AS ONE of the people quoted in Victoria Cheng's article ("In Bethlehem, a bond is born," City Weekly, Dec. 23), I was pleased with the way she summed up, in the little space she was given, the purpose and spirit of the Cambridge-Bethlehem People-to-People Project.

There was one disturbing note, however: the two paragraphs devoted to the views of Nancy Kaufman, executive director of the Jewish Community Relations Council.

Not only was Kaufman not on the trip with us. Not only does she insist on calling a 26-foot-high concrete wall a "fence." But she also ignores what the wall does to Palestinians' lives, cutting neighbor off from neighbor, pupils from their schools, workers from their jobs, and farmers from their land, and the fact that it is in most places a long way into Palestinian territory from the 1967 Green Line. And her reasoning suffers from a fallacy about the wall - that it is the cause of the halt in suicide bombings, something many commentators would dispute.

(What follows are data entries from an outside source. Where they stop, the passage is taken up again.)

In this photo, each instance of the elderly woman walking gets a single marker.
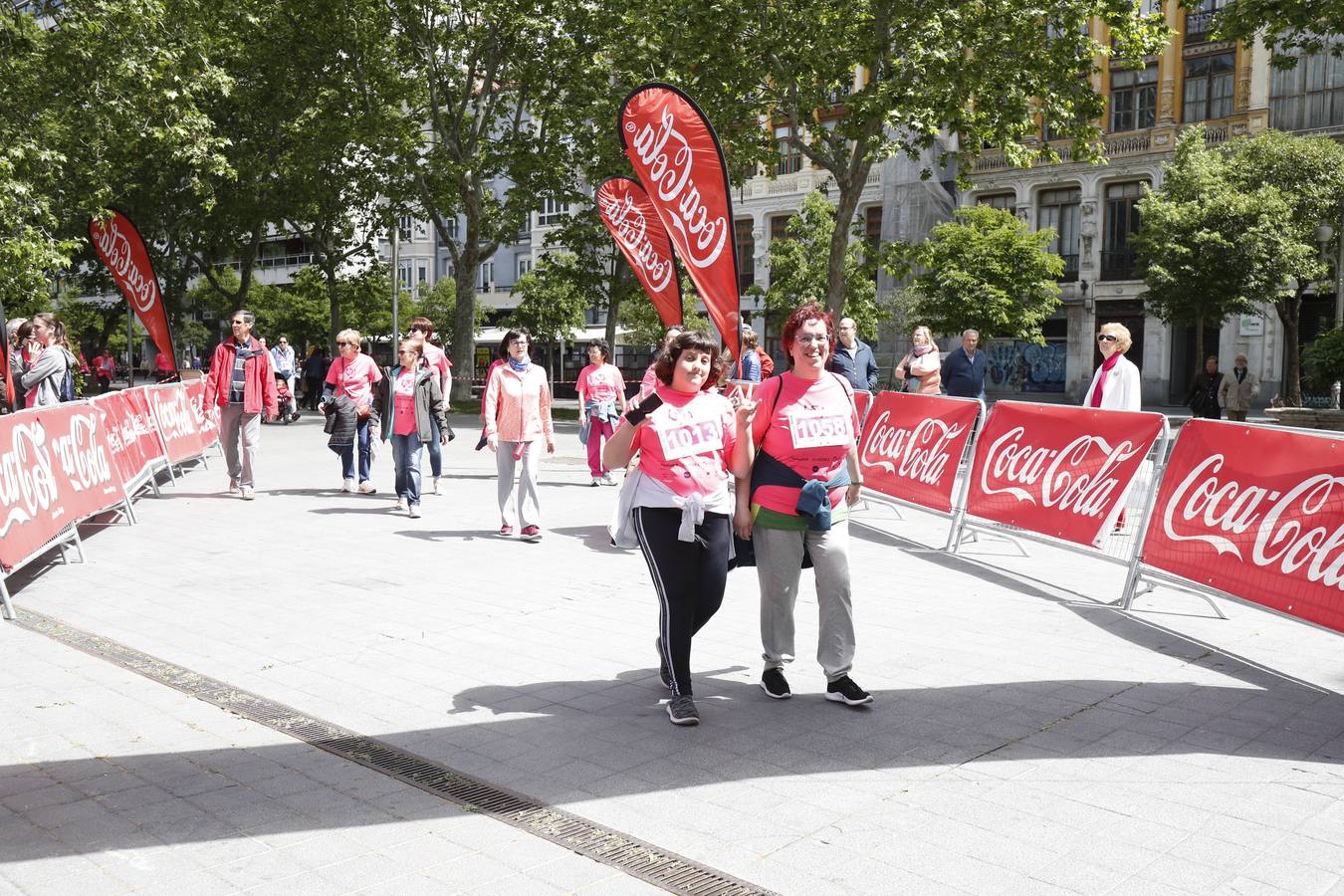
(518, 421)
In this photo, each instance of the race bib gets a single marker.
(683, 438)
(818, 429)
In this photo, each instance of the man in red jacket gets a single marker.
(242, 385)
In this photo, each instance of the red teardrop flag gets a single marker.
(119, 247)
(634, 225)
(678, 158)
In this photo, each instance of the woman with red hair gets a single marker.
(802, 483)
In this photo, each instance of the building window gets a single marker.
(1008, 202)
(1059, 208)
(1117, 258)
(1199, 19)
(1209, 88)
(746, 253)
(790, 158)
(1310, 95)
(552, 212)
(1133, 99)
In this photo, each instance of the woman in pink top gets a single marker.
(802, 483)
(601, 387)
(518, 419)
(921, 364)
(352, 375)
(678, 501)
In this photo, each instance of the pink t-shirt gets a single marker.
(601, 383)
(810, 431)
(403, 403)
(437, 360)
(687, 442)
(353, 379)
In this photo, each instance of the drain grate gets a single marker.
(645, 861)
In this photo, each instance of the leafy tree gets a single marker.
(799, 268)
(1287, 26)
(986, 270)
(1206, 247)
(986, 72)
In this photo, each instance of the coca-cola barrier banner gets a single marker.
(678, 158)
(56, 469)
(1058, 470)
(119, 247)
(130, 430)
(634, 225)
(913, 445)
(1256, 514)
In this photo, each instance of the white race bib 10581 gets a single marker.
(818, 429)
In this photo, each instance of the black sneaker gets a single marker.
(775, 684)
(845, 691)
(664, 670)
(682, 711)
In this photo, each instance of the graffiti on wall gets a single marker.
(1025, 367)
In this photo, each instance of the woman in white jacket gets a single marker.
(1114, 385)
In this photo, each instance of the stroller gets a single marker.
(285, 399)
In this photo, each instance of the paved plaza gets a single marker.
(1025, 738)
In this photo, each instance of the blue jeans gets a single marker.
(436, 452)
(406, 450)
(346, 454)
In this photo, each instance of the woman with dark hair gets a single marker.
(518, 416)
(802, 483)
(599, 387)
(676, 506)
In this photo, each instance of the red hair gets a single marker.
(809, 312)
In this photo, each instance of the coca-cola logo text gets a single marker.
(115, 251)
(920, 454)
(27, 487)
(668, 171)
(1205, 508)
(1054, 473)
(630, 227)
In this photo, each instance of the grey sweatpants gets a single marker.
(780, 567)
(519, 506)
(237, 427)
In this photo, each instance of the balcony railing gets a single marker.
(1117, 264)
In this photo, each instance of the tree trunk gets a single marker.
(849, 191)
(1289, 312)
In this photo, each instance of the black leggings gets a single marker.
(690, 577)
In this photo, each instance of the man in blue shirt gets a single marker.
(853, 358)
(964, 368)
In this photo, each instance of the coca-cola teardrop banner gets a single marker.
(119, 247)
(1058, 470)
(56, 469)
(634, 225)
(678, 158)
(913, 445)
(1256, 514)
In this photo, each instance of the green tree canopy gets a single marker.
(986, 270)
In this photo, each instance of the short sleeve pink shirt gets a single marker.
(687, 442)
(601, 383)
(810, 431)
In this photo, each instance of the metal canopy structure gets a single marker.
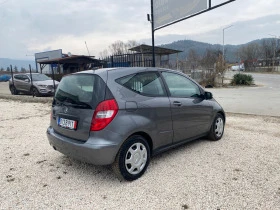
(163, 6)
(147, 49)
(76, 60)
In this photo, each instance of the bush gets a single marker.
(242, 79)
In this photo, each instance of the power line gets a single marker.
(4, 2)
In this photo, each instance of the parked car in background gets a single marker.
(4, 78)
(39, 86)
(239, 67)
(123, 116)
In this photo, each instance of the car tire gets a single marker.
(35, 92)
(217, 129)
(132, 159)
(13, 90)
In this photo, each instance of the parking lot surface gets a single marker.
(262, 99)
(241, 171)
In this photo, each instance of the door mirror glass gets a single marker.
(208, 95)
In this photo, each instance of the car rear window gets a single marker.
(81, 90)
(147, 84)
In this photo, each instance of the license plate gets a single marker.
(69, 124)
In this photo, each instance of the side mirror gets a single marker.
(208, 95)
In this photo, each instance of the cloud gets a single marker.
(31, 26)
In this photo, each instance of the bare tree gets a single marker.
(250, 53)
(267, 50)
(193, 58)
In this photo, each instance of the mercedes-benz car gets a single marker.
(124, 116)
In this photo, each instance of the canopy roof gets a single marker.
(74, 59)
(147, 49)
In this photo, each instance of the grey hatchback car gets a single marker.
(123, 116)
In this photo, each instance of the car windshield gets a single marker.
(40, 77)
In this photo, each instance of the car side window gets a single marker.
(24, 77)
(18, 77)
(146, 83)
(180, 86)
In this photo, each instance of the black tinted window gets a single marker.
(81, 89)
(180, 86)
(18, 77)
(148, 83)
(40, 77)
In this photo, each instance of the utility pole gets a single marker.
(224, 41)
(274, 51)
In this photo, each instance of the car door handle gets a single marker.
(177, 103)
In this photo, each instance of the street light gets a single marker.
(224, 40)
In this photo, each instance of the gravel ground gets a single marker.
(239, 172)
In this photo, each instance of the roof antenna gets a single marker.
(87, 48)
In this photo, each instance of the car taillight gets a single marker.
(104, 114)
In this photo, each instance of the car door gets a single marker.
(153, 114)
(191, 113)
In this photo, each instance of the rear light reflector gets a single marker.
(104, 113)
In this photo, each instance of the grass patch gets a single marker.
(242, 79)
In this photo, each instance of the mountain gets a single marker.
(6, 62)
(231, 51)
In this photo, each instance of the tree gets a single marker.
(193, 58)
(120, 47)
(267, 50)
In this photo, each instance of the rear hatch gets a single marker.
(74, 103)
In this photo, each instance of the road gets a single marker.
(263, 99)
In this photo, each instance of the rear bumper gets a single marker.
(84, 151)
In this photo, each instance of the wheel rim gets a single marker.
(136, 158)
(219, 127)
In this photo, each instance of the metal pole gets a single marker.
(12, 74)
(153, 34)
(31, 79)
(53, 79)
(224, 41)
(223, 44)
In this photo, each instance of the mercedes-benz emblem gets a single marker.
(65, 109)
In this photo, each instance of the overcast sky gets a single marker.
(29, 26)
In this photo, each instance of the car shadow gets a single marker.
(93, 173)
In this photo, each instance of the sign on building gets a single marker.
(168, 11)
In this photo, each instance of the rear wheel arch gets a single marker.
(223, 114)
(133, 157)
(145, 136)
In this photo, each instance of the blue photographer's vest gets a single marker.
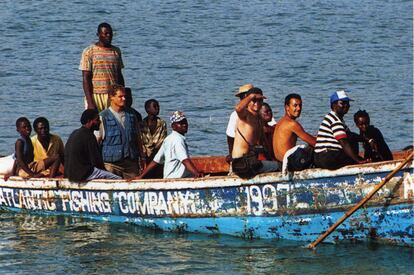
(119, 143)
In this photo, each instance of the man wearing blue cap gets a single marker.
(174, 152)
(333, 149)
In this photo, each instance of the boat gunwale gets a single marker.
(199, 183)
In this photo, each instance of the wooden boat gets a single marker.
(296, 206)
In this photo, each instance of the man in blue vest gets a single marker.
(120, 136)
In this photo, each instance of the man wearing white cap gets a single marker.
(174, 152)
(332, 149)
(231, 126)
(248, 132)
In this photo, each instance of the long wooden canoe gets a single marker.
(296, 206)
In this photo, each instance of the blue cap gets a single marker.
(340, 95)
(177, 116)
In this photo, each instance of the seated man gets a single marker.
(45, 144)
(231, 126)
(375, 147)
(26, 166)
(332, 148)
(120, 136)
(174, 152)
(287, 131)
(268, 130)
(154, 130)
(83, 160)
(248, 132)
(128, 103)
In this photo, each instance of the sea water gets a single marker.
(192, 56)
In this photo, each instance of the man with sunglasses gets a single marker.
(231, 126)
(333, 149)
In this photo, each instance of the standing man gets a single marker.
(101, 66)
(287, 131)
(249, 130)
(231, 126)
(120, 136)
(83, 160)
(45, 144)
(333, 149)
(174, 152)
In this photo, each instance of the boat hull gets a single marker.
(298, 206)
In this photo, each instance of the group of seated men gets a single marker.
(258, 144)
(116, 143)
(113, 144)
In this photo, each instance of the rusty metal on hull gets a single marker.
(296, 206)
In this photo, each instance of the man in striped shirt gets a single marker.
(333, 149)
(101, 65)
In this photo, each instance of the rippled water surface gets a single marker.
(192, 55)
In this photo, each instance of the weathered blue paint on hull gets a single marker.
(298, 206)
(389, 224)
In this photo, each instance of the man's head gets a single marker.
(152, 107)
(256, 104)
(128, 97)
(105, 34)
(117, 97)
(266, 112)
(179, 122)
(23, 126)
(362, 120)
(90, 119)
(340, 102)
(41, 127)
(293, 105)
(243, 90)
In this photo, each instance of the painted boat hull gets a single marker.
(298, 206)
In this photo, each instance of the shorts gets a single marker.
(126, 168)
(301, 159)
(101, 101)
(35, 166)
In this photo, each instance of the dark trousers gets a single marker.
(332, 159)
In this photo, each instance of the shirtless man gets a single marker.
(287, 132)
(249, 128)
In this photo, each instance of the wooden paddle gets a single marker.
(361, 203)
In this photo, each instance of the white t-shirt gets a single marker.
(172, 153)
(231, 126)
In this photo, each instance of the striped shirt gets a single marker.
(332, 130)
(104, 63)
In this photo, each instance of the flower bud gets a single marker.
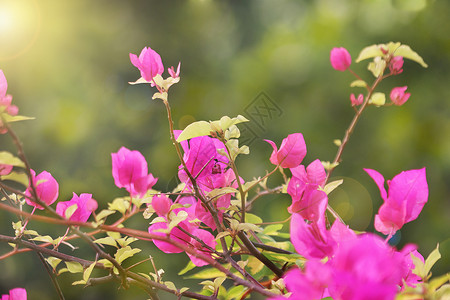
(356, 101)
(340, 59)
(398, 95)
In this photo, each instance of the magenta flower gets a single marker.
(129, 169)
(172, 72)
(149, 63)
(161, 204)
(365, 268)
(5, 169)
(396, 65)
(340, 59)
(356, 101)
(46, 188)
(408, 193)
(85, 206)
(291, 152)
(5, 101)
(309, 284)
(398, 95)
(15, 294)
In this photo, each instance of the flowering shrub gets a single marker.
(207, 216)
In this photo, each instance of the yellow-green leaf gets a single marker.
(358, 83)
(407, 52)
(74, 267)
(106, 241)
(7, 158)
(196, 129)
(432, 259)
(88, 271)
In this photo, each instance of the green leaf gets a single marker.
(407, 52)
(74, 267)
(119, 204)
(8, 118)
(328, 188)
(88, 271)
(222, 234)
(106, 241)
(432, 259)
(378, 99)
(358, 83)
(43, 238)
(53, 261)
(196, 129)
(19, 177)
(104, 213)
(272, 229)
(70, 211)
(190, 265)
(369, 52)
(207, 274)
(124, 253)
(377, 66)
(7, 158)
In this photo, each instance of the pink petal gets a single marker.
(3, 85)
(379, 180)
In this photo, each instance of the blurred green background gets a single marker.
(67, 64)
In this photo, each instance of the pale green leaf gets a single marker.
(196, 129)
(329, 187)
(125, 253)
(190, 265)
(369, 52)
(407, 52)
(19, 177)
(272, 229)
(43, 238)
(104, 213)
(107, 241)
(7, 158)
(222, 234)
(207, 274)
(432, 259)
(88, 271)
(8, 118)
(74, 267)
(70, 211)
(53, 261)
(358, 83)
(377, 66)
(378, 99)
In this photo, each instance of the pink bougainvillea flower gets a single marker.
(408, 193)
(340, 59)
(356, 101)
(396, 65)
(207, 238)
(15, 294)
(149, 63)
(46, 188)
(365, 267)
(161, 204)
(5, 102)
(172, 72)
(5, 169)
(130, 171)
(309, 284)
(398, 95)
(307, 200)
(291, 152)
(85, 206)
(311, 240)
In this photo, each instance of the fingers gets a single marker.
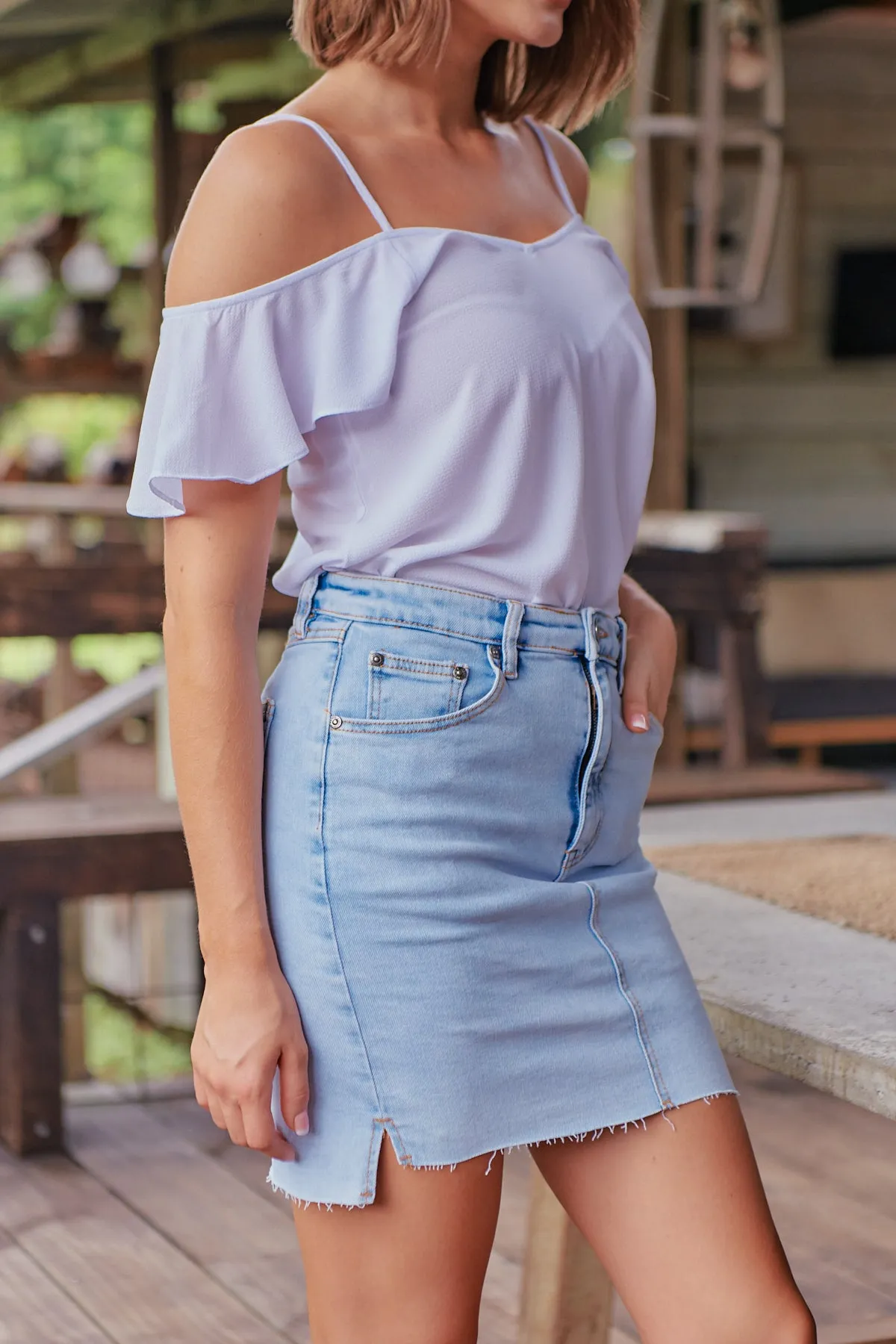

But the real question for all of us on the delegation and many others is why the Globe felt the need to consult Kaufman. If "balance" is the issue, then I trust that the next time anyone expresses views that are uncritical of Israeli policy toward the Palestinians, the Globe will consult a member of our delegation or of one of the several Boston-area groups concerned with Palestinian rights.